The discovery of carbon fullerenes (Update 2) caught the imagination of scientists and the public alike as researchers raced to find applications for the tiny spheres commonly called buckyballs. Now researchers at the Joint Research Center for Atom Technology have managed to create similar arrangements of silicon atoms, a feat previously thought impossible owing to silicon's chemical nature. Potential applications of the silicon assemblies range from components in quantum computers to chemical catalysts to new superconducting compounds.

Silicon is, of course, a vital material for the vast semiconductor industry and one of the most studied elements in all of science. Therefore this new discovery might lead to applications that could match or even exceed those expected for carbon fullerenes. Unlike carbon atoms, pure silicon cannot form stable, closed cages. The new research, however, reveals that silicon can gather around a central metal atom and settle into basket-like arrangements called silicon cage clusters. One particularly low energy, and therefore stable, configuration consists of twelve silicon atoms forming a regular, hexagonal cage that surrounds a tungsten atom (see figure at Physics News Graphics).

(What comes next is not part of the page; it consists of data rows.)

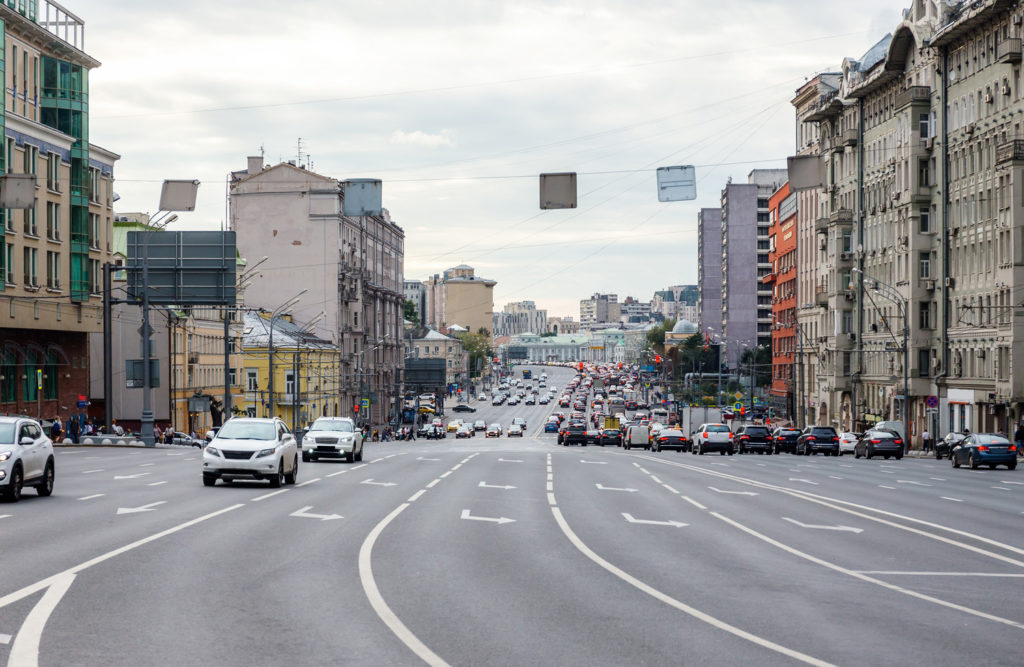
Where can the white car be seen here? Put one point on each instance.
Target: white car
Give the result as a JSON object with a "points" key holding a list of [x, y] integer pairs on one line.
{"points": [[26, 458], [333, 438], [250, 447]]}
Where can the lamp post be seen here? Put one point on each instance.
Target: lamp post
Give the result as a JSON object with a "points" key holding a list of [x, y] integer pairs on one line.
{"points": [[273, 315], [893, 295]]}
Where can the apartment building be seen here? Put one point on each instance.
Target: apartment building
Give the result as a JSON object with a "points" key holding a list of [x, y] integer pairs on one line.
{"points": [[51, 253], [349, 267]]}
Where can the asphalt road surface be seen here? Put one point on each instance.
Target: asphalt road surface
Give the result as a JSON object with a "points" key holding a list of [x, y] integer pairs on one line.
{"points": [[515, 552]]}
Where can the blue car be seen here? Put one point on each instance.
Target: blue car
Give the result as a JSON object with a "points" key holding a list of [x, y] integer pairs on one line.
{"points": [[985, 449]]}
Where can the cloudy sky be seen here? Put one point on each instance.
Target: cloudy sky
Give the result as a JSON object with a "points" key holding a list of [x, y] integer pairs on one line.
{"points": [[459, 105]]}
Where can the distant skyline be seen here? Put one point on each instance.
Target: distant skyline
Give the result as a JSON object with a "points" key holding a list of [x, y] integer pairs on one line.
{"points": [[459, 106]]}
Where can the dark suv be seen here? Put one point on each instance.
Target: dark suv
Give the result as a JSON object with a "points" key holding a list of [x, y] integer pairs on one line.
{"points": [[784, 440], [818, 439], [753, 439]]}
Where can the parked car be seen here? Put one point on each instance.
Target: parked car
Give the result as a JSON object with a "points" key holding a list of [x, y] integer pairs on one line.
{"points": [[332, 436], [753, 438], [879, 442], [252, 447], [784, 440], [817, 439], [946, 446], [985, 449], [671, 439], [26, 458], [713, 438]]}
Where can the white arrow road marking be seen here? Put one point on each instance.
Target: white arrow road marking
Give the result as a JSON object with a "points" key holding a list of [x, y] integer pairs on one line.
{"points": [[500, 519], [140, 508], [306, 514], [378, 484], [25, 651], [735, 493], [484, 485], [848, 529], [631, 519], [603, 488]]}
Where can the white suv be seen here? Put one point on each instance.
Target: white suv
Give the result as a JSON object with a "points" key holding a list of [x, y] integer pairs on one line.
{"points": [[248, 447], [333, 436], [26, 458]]}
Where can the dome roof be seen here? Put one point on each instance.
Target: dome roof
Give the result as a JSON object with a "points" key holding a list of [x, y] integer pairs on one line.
{"points": [[684, 326]]}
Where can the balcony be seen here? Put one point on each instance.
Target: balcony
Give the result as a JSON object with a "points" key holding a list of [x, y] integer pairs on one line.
{"points": [[1009, 50], [913, 95]]}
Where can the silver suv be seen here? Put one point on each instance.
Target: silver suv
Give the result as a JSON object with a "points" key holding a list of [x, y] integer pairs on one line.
{"points": [[26, 458]]}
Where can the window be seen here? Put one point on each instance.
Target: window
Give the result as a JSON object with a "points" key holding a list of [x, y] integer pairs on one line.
{"points": [[52, 220]]}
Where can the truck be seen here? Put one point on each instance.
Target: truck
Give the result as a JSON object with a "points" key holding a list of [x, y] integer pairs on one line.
{"points": [[690, 418]]}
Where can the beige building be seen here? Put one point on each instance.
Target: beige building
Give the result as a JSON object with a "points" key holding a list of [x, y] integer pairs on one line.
{"points": [[51, 253], [460, 297]]}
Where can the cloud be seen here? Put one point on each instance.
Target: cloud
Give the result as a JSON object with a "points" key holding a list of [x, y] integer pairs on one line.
{"points": [[418, 137]]}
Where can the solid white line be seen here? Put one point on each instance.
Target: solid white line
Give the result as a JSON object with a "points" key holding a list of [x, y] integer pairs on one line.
{"points": [[672, 601], [693, 502], [870, 580], [269, 495], [377, 600], [25, 651]]}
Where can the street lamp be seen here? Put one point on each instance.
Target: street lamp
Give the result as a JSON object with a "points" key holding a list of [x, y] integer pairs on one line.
{"points": [[273, 315], [893, 295]]}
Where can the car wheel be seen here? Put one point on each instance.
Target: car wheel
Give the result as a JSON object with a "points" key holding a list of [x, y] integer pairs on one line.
{"points": [[45, 488], [13, 493]]}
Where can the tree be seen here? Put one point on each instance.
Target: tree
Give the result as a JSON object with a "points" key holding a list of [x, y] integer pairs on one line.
{"points": [[409, 311]]}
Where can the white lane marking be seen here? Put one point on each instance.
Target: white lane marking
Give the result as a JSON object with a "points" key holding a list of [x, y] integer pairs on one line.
{"points": [[651, 522], [693, 502], [819, 527], [25, 651], [500, 519], [672, 601], [1007, 575], [141, 508], [734, 493], [603, 488], [32, 589], [377, 600], [304, 513], [269, 495], [871, 580]]}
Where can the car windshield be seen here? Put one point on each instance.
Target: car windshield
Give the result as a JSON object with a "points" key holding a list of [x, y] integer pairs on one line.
{"points": [[333, 424], [247, 430]]}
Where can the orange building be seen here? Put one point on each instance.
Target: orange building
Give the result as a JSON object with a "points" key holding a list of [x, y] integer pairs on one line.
{"points": [[782, 255]]}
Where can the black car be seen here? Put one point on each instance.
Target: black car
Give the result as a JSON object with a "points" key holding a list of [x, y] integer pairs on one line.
{"points": [[879, 443], [753, 439], [945, 447], [784, 440], [818, 439]]}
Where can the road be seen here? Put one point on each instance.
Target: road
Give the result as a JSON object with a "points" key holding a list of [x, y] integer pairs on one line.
{"points": [[512, 552]]}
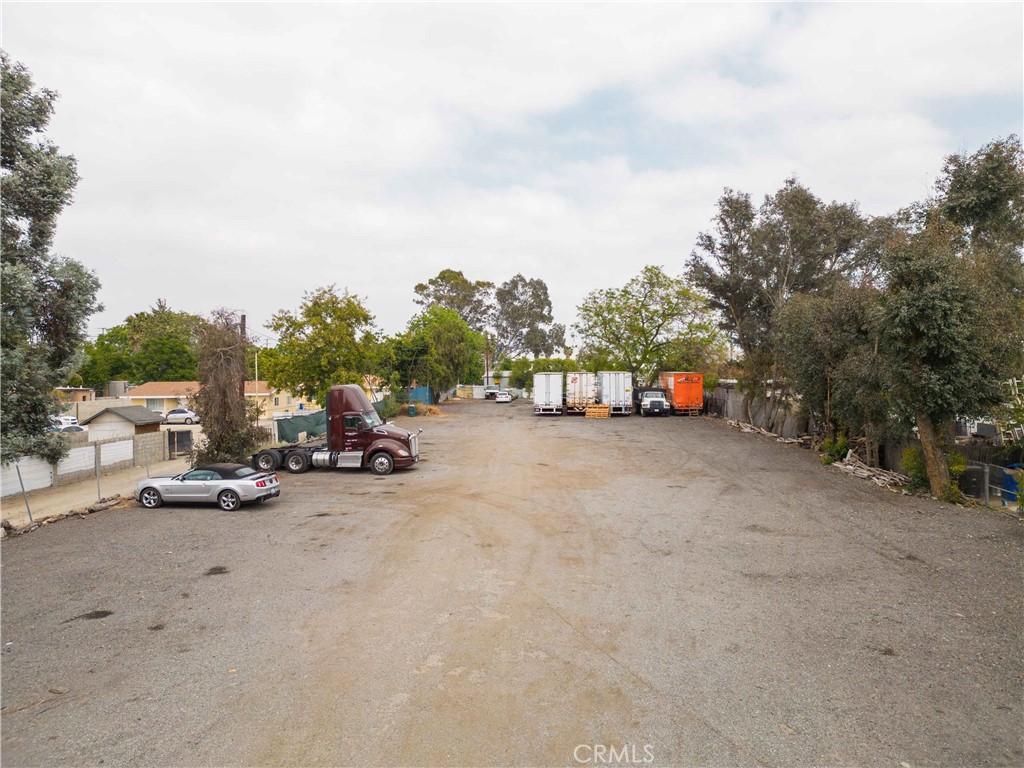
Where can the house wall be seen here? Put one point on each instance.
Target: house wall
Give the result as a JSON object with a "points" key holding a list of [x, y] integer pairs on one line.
{"points": [[169, 402], [84, 410], [35, 474], [110, 426]]}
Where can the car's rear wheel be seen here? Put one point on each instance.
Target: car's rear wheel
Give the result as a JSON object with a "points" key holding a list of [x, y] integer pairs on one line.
{"points": [[228, 501], [381, 463], [151, 498], [297, 462]]}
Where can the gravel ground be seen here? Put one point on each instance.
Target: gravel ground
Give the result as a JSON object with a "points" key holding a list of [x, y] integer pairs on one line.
{"points": [[538, 591]]}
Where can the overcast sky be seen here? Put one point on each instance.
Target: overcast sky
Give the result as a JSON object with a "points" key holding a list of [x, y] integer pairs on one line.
{"points": [[240, 155]]}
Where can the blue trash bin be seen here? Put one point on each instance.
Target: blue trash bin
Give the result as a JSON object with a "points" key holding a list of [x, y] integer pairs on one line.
{"points": [[1010, 487]]}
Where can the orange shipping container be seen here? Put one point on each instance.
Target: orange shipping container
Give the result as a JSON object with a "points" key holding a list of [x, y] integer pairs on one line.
{"points": [[685, 390]]}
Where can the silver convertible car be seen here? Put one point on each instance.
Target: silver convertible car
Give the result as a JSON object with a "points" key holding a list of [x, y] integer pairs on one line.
{"points": [[227, 485]]}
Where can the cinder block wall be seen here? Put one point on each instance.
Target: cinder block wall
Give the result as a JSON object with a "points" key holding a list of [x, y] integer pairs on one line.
{"points": [[151, 449]]}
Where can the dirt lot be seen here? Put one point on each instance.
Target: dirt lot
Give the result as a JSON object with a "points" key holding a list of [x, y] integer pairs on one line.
{"points": [[538, 591]]}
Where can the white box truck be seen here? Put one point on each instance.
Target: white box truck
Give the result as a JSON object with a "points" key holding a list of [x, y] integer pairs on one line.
{"points": [[548, 389], [614, 388], [581, 390]]}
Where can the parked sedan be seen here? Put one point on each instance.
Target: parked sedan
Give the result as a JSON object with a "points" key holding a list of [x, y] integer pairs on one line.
{"points": [[227, 485], [180, 416]]}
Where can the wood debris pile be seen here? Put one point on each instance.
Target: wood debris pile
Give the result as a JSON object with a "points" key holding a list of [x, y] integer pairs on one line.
{"points": [[804, 440], [853, 466]]}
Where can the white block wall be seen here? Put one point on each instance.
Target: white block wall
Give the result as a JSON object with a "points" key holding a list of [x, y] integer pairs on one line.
{"points": [[79, 460], [113, 453], [35, 473]]}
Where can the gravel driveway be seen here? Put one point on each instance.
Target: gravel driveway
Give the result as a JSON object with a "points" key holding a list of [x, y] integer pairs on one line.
{"points": [[538, 591]]}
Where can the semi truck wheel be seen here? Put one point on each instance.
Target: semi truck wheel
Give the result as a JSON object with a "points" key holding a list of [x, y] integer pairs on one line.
{"points": [[297, 462], [381, 464], [267, 460]]}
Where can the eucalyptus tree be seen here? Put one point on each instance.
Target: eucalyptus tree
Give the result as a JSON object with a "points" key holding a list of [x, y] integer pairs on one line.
{"points": [[640, 326], [45, 299]]}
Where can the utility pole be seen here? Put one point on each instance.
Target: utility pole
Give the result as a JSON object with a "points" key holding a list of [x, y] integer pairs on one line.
{"points": [[245, 367]]}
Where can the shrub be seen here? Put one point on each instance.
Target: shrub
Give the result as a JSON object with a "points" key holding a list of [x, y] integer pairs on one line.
{"points": [[836, 451], [913, 467]]}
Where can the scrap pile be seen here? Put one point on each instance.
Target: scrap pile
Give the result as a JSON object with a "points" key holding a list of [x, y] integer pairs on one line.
{"points": [[804, 440], [853, 466]]}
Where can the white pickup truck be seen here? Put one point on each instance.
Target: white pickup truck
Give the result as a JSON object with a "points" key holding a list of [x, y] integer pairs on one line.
{"points": [[654, 402]]}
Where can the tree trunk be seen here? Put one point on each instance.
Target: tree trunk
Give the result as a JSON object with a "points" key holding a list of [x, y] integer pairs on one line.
{"points": [[935, 458]]}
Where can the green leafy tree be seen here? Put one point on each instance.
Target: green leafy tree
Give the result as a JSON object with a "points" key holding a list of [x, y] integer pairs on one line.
{"points": [[331, 340], [45, 299], [165, 358], [228, 420], [472, 300], [814, 335], [522, 320], [650, 318], [161, 321], [438, 349], [159, 344], [108, 358], [754, 261], [951, 320]]}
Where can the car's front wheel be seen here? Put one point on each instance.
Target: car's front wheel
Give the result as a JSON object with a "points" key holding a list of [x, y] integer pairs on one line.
{"points": [[151, 498], [228, 501]]}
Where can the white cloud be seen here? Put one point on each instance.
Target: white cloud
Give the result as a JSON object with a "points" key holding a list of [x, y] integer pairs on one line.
{"points": [[268, 148]]}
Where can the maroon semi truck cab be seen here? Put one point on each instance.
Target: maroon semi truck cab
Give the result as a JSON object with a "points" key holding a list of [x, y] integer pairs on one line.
{"points": [[356, 436]]}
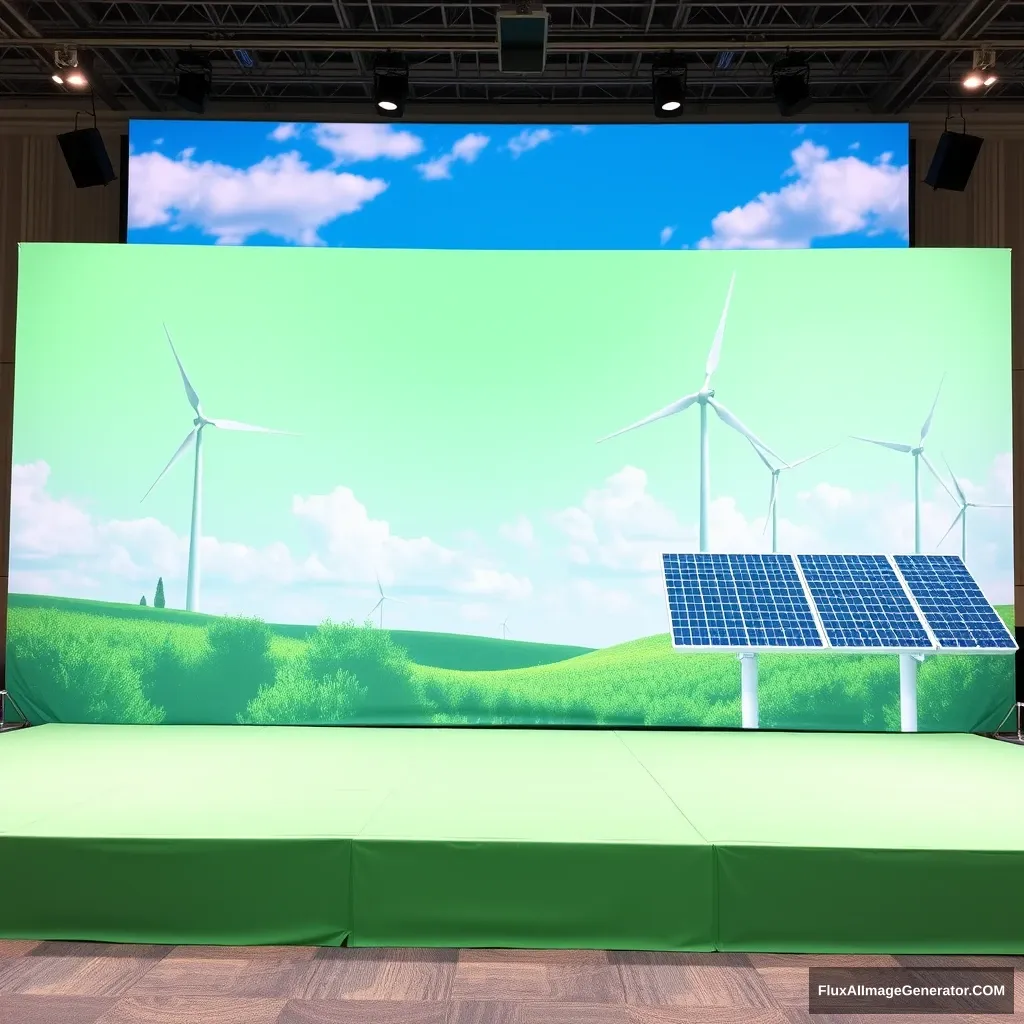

Because the choice of a central metal atom affects the chemical behavior of cage clusters, scientists should be able to tailor the clusters to create novel nanodevices and catalysts. The researchers (Hidefumi Hiura,
h-hiura@bq.jp.nec.com, 011-81-298-50-2615) note in particular that clusters efficiently isolate their guest metal atoms from the surrounding environment, a characteristic that could permit a cluster to act as a robust qubit in a quantum computer by storing a single bit of information in the spin state of the enclosed metal atom. (H. Hiura et al, Physical Review Letters, 26 February 2001; text at Physics News Select.)